Internet giants Google and Yahoo must disclose who established several email accounts held by Gov. Rick Scott and his current and former employees as part of a lawsuit pending in Tallahassee that claims the governor routinely circumvented the state’s open records law, a court ruled Wednesday.
Tallahassee Circuit Court Judge Charles A. Francis ordered the companies to respond to a limited request by lawyer Steven A. Andrews to explain who created the Gmail and Yahoo accounts and when they were established.
The governor’s lawyers called the exercise a “fishing expedition” because the email accounts used by senior staff and the governor are private and not used for public business.
But Andrews argued that there is no way to verify whether the email accounts did not contain government business unless the court knows who created them and the owners of the accounts are put under oath.

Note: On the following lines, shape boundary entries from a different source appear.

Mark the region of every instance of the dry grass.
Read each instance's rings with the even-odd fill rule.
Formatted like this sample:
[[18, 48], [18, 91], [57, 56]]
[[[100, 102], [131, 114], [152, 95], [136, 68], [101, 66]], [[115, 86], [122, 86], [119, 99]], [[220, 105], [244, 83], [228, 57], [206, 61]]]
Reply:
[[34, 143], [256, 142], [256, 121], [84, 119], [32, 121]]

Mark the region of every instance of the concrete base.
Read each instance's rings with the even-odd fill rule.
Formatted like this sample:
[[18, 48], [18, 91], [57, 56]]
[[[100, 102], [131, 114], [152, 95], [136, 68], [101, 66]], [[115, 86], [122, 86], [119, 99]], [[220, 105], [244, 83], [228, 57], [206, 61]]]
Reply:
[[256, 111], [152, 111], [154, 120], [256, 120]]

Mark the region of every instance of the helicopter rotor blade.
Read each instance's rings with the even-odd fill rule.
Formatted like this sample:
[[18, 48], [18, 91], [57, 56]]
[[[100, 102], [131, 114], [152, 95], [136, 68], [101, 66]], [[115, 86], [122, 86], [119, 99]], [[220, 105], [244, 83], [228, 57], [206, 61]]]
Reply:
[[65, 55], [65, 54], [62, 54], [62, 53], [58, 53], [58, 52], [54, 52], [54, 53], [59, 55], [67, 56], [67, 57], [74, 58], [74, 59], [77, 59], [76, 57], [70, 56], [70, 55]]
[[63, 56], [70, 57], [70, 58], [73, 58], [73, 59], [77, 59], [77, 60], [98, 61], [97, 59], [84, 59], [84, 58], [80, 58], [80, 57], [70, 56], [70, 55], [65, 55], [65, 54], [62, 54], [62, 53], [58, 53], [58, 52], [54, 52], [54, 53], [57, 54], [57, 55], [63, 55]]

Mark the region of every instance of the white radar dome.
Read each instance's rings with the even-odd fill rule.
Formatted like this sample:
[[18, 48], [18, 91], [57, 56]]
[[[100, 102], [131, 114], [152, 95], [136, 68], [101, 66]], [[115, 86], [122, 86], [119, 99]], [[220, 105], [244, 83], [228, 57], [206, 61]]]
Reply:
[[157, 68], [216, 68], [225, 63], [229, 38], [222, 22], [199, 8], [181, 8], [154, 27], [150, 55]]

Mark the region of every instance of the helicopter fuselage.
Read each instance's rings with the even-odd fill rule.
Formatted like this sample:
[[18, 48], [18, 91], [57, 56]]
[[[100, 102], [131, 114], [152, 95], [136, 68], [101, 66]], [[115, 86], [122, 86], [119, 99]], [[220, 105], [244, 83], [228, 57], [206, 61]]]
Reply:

Andrews is claiming in court filings that the g-mail and Yahoo accounts are used to circumvent the state’s email system for government business.
Andrews has produced evidence that Scott and his staff have used the Google and Yahoo accounts to conduct some government business but, when asked to produce the documents, the governor’s office has replied that no emails exist. Florida law requires emails used for state business to be retained and not destroyed.
Andrews produced a document that shows that Scott has used at least one account, email@example.com, to conduct public business outside of the sunshine.
He has also found evidence that members of the executive office staff have forwarded documents to firstname.lastname@example.org.
Thomas Bishop, a Jacksonville-based attorney hired by Scott to represent the governor’s office, argued that it is not relevant who created the website and when because the governor’s office has produced all the relevant records required under the state’s public records law.